Mr. Vukadinovich claims that the statute of limitations has run on the breach of contract claim, but Indiana's journeyman's statute would enable Mr. Vukadinovich to pursue his state law claim should this court dismiss it for lack of jurisdiction. That statute provides:
If, after the commencement of an action, the plaintiff fails therein, from any cause except negligence in the prosecution ... a new action may be brought within five (5) years after the determination, and be deemed a continuation of the first, for the purposes herein contemplated.
In Huffman v. Hains, 865 F.2d 920 (7th Cir.1989), the district court dismissed a state malpractice claim after all federal claims had been dismissed, although the plaintiff argued that the limitations period had run on his malpractice claim. The Seventh Circuit affirmed, stating that: "[T]he statute of limitations should not be a concern in this case because Indiana has a savings statute.... The savings statute applies in a case such as this one where a federal court dismisses a state-law claim for lack of subject matter jurisdiction." 865 F.2d at 924. Further, the plaintiff had cited nothing that would indicate that the savings statute would not apply to his case, and the court had no serious doubt that it would. As in Huffman, the savings statute should apply to Mr. Vukadinovich's state law claim, and the court should not retain jurisdiction over that claim if summary judgment is granted as to all federal claims.
The court already has determined that summary judgment is proper as to each of the plaintiff's federal claims. Therefore, jurisdiction should not be exercised over the pendent state law contract claim or over any remaining state law defamation claim.

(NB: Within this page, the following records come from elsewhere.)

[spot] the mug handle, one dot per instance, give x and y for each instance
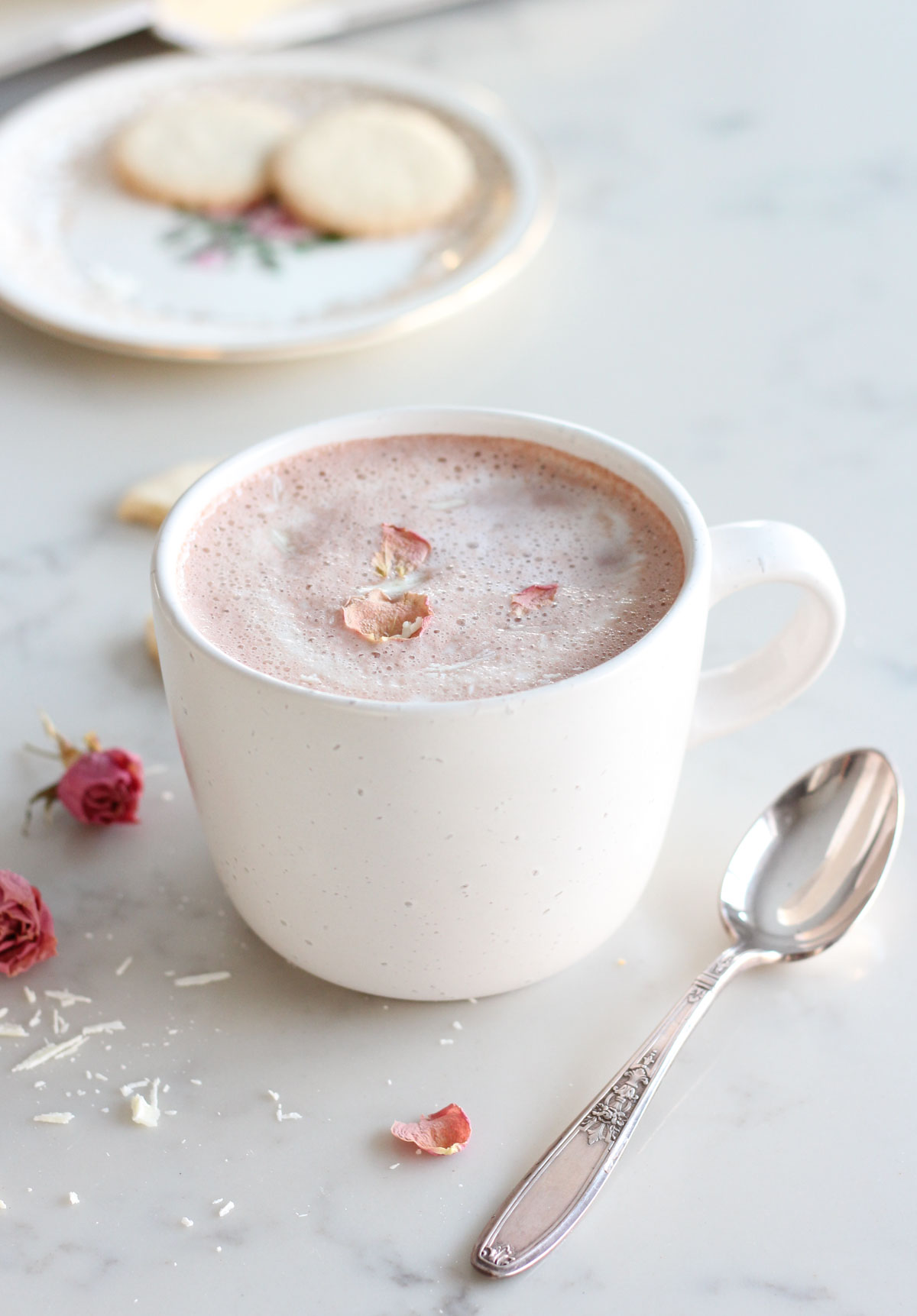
(749, 553)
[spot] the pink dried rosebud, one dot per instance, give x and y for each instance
(402, 551)
(535, 597)
(442, 1133)
(103, 787)
(27, 928)
(377, 617)
(99, 786)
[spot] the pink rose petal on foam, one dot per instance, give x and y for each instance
(402, 551)
(377, 617)
(534, 597)
(442, 1133)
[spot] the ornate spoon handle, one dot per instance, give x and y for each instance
(555, 1192)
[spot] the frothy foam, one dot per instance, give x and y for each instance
(267, 567)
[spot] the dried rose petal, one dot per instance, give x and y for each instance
(27, 928)
(103, 787)
(99, 786)
(442, 1133)
(377, 617)
(534, 597)
(402, 551)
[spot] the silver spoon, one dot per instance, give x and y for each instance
(799, 879)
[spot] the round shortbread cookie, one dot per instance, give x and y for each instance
(209, 152)
(373, 169)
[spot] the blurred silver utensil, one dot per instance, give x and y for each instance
(804, 871)
(36, 32)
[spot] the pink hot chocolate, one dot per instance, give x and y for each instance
(271, 566)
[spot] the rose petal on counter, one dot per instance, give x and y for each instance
(442, 1133)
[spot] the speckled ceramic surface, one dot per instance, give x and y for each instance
(85, 258)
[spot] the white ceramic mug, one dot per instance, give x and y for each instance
(435, 850)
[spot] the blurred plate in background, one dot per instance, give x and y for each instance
(89, 261)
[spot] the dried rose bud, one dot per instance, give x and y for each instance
(27, 928)
(402, 551)
(99, 786)
(377, 617)
(442, 1133)
(535, 597)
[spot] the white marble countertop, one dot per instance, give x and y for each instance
(731, 286)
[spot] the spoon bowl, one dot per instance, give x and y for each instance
(800, 877)
(815, 858)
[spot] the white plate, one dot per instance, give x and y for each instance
(87, 261)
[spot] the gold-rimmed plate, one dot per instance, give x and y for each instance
(90, 262)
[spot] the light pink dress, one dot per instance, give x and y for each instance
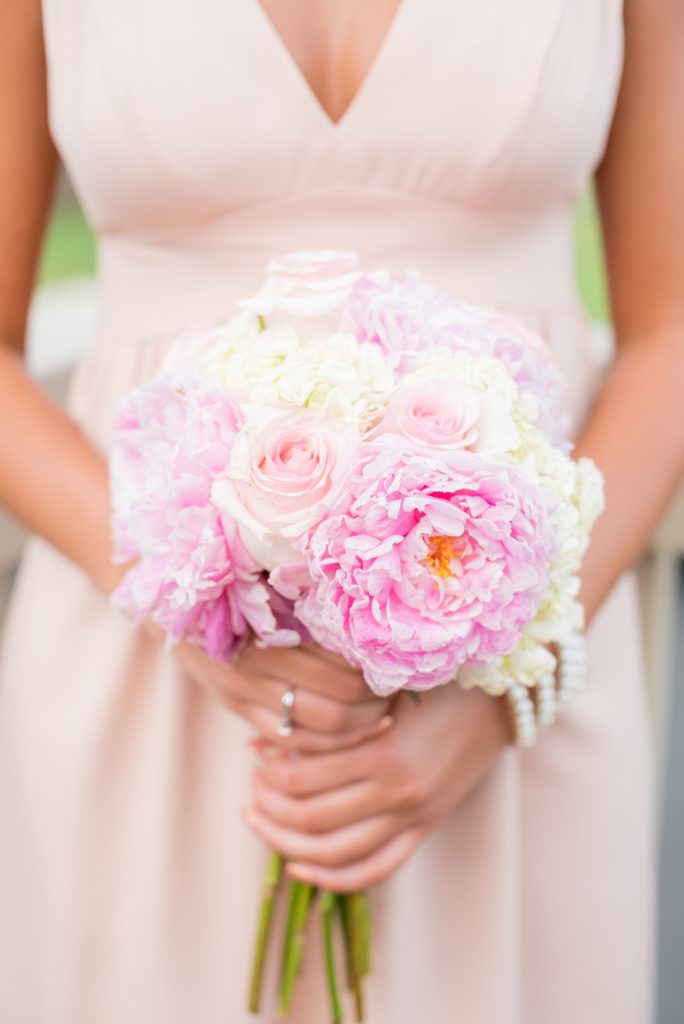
(128, 882)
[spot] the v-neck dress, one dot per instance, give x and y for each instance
(128, 881)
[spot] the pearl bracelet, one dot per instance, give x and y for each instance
(552, 694)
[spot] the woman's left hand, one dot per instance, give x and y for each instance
(348, 819)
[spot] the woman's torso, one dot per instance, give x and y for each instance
(199, 151)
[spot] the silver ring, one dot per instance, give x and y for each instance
(288, 702)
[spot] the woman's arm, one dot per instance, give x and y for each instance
(50, 477)
(53, 480)
(347, 820)
(636, 432)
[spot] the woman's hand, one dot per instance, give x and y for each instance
(348, 819)
(334, 708)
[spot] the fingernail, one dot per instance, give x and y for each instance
(249, 816)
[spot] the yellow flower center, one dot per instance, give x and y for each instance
(442, 551)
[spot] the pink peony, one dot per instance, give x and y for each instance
(425, 563)
(193, 574)
(405, 316)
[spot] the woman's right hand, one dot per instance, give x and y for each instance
(333, 709)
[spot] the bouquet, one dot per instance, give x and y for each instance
(355, 459)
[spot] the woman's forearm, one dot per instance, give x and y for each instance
(51, 478)
(636, 436)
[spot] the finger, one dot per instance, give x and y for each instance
(304, 667)
(305, 740)
(317, 773)
(333, 849)
(327, 812)
(366, 871)
(312, 711)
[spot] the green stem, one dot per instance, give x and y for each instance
(351, 914)
(293, 953)
(271, 881)
(328, 906)
(367, 935)
(356, 934)
(343, 911)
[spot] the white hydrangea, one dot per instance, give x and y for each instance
(274, 366)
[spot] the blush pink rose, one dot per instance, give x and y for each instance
(191, 573)
(305, 283)
(280, 472)
(449, 415)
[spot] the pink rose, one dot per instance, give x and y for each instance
(193, 576)
(449, 415)
(281, 470)
(305, 283)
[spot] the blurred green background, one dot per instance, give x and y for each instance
(70, 251)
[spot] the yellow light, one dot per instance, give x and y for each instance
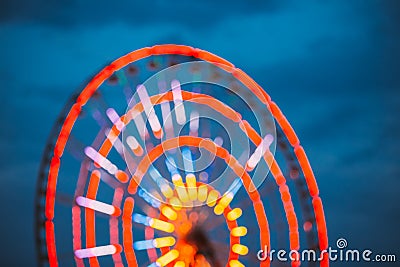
(167, 258)
(212, 198)
(169, 213)
(234, 214)
(162, 225)
(239, 231)
(164, 242)
(235, 263)
(202, 193)
(179, 264)
(240, 249)
(175, 203)
(192, 186)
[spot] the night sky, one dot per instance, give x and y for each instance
(331, 66)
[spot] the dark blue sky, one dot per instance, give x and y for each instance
(332, 67)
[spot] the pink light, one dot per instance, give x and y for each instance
(96, 251)
(96, 205)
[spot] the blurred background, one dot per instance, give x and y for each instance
(332, 67)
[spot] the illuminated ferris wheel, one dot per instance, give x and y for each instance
(171, 156)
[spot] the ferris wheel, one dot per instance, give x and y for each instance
(172, 156)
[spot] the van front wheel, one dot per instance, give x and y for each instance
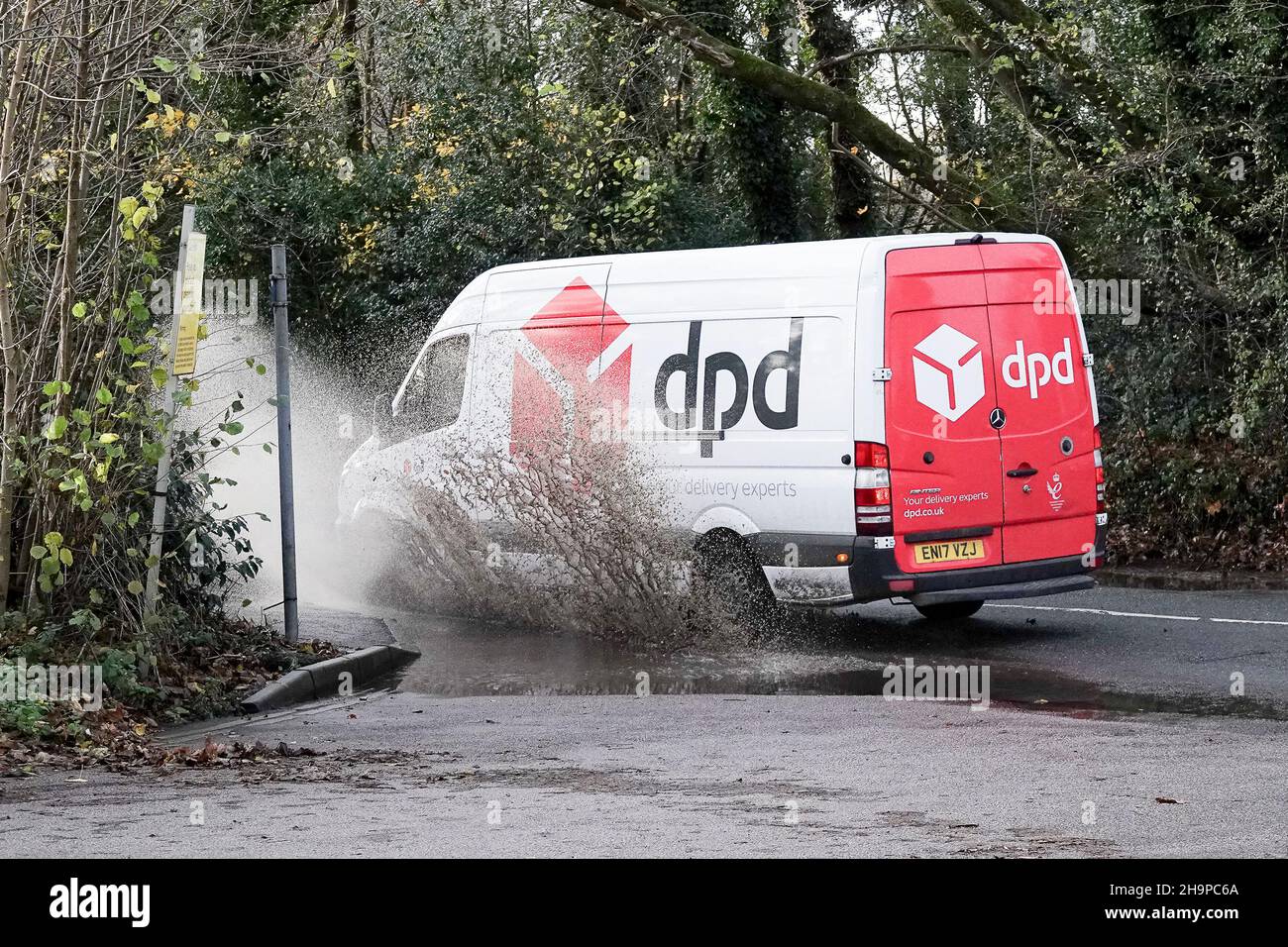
(949, 611)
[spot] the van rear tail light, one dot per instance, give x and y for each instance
(872, 489)
(1100, 472)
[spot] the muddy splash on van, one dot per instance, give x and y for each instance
(572, 540)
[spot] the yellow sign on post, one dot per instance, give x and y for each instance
(189, 305)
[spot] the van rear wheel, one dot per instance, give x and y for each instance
(949, 611)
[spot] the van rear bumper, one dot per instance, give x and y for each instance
(991, 592)
(874, 570)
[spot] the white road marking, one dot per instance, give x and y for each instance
(1099, 611)
(1250, 621)
(1138, 615)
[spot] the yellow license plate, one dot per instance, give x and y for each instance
(953, 551)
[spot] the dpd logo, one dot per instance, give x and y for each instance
(688, 364)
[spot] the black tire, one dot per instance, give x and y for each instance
(949, 611)
(729, 567)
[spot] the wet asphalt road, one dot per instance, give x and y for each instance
(1100, 650)
(1112, 732)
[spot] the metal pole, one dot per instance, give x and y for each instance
(162, 488)
(286, 484)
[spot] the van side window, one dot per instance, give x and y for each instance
(437, 386)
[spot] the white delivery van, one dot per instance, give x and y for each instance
(907, 416)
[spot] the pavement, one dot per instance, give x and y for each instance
(407, 775)
(1112, 731)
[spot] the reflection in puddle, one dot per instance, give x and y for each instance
(464, 657)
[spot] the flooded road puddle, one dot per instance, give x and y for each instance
(463, 657)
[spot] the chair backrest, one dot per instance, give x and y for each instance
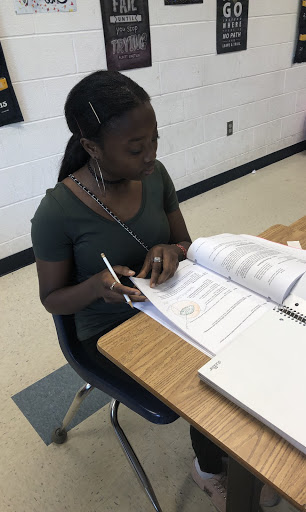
(109, 378)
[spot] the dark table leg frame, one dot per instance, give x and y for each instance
(243, 489)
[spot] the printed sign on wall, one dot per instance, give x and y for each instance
(126, 33)
(182, 2)
(33, 6)
(9, 108)
(300, 53)
(232, 25)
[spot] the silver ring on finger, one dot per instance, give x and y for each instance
(157, 259)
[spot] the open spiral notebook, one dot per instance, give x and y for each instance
(263, 371)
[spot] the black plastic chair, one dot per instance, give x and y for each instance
(117, 384)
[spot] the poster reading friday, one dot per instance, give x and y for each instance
(126, 33)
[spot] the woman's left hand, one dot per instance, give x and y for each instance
(163, 261)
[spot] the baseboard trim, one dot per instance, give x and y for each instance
(238, 172)
(26, 257)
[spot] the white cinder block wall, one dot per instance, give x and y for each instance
(194, 91)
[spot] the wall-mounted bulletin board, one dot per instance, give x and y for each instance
(127, 37)
(232, 25)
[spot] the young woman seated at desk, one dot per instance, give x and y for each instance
(110, 160)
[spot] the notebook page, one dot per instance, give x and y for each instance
(267, 268)
(204, 305)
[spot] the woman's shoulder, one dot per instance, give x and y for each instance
(52, 204)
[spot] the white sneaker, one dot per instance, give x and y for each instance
(214, 487)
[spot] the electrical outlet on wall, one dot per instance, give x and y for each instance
(230, 128)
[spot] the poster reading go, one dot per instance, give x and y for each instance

For the foregoing reasons, the court hereby:
(1) GRANTS the defendants' motion to strike the plaintiff's exhibits;
(2) DENIES the plaintiff's motion to strike or to respond;
(3) DENIES the defendants' request for oral argument;
(4) GRANTS the defendants' motions for summary judgment on the plaintiff's federal claims; and
(5) DISMISSES the plaintiff's pendent state law claims for want of jurisdiction.